Um die Rentabilität des Kombinates VEB Carl Zeiss Jena zu erhöhen, wurde er im Oktober 1975 vom ZK-Sekretär der SED für Wirtschaftsfragen Günter Mittag als Generaldirektor eingesetzt. Mehrmals konnte der VEB Kombinat Carl Zeiss Jena technische Entwicklungen präsentieren, die internationalem Niveau entsprachen, u. a. die Entwicklung der Multi-Spektral-Kamera MKF6 – einer Kamera zur Aufnahme der Erdoberfläche in verschiedenen Spektralbereichen aus dem Erdorbit in den 1970er Jahren oder die Präsentation des ersten 1-MBit-Speicherschaltkreises U61000 im Wirtschaftsraum des RGW am 12. September 1988.

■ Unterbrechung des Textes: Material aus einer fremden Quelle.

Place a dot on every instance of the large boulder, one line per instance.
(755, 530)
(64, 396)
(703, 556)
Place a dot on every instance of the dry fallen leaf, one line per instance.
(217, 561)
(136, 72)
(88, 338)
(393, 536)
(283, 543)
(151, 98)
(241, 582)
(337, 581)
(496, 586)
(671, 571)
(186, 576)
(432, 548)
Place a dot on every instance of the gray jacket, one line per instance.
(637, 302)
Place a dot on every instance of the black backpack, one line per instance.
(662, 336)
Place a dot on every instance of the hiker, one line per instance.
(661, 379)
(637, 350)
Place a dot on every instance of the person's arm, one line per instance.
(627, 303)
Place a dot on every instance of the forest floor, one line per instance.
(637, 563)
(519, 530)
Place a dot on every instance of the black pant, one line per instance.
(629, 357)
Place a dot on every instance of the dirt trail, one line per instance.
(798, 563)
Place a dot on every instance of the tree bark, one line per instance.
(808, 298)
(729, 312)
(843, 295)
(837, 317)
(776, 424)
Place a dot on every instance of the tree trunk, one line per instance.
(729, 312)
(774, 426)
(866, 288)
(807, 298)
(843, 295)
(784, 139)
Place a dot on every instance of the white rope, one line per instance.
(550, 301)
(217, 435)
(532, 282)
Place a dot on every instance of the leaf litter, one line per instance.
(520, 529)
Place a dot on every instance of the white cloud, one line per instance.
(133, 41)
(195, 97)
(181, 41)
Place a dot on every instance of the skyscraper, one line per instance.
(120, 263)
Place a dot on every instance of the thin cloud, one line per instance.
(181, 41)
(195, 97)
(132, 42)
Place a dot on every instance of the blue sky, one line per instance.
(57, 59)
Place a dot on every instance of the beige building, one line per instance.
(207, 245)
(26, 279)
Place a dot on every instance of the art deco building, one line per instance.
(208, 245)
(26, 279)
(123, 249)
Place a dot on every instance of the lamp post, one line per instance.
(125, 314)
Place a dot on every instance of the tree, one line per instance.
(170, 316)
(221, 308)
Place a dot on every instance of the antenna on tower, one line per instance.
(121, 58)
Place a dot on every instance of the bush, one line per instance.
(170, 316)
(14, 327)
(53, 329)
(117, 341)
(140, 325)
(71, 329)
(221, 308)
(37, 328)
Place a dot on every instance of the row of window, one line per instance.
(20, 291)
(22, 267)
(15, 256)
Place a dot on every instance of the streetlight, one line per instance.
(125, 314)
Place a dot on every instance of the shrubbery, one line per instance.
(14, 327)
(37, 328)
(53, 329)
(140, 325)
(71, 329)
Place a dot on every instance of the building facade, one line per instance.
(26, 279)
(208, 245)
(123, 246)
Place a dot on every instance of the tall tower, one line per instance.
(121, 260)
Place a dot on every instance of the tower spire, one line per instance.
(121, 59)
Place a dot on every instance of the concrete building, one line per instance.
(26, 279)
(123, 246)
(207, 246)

Biermann promovierte, erhielt eine Ehrendoktorwürde (Dr. h.c.) und hielt an der Friedrich-Schiller-Universität Jena gelegentlich Vorlesungen im Bereich Wirtschaftswissenschaften mit einem eigenen Lehrstuhl. Auf die Namensergänzungen (Prof. Dr. Dr. h.c. Biermann) legte er im offiziellen Bereich, etwa im Schriftverkehr, großen Wert.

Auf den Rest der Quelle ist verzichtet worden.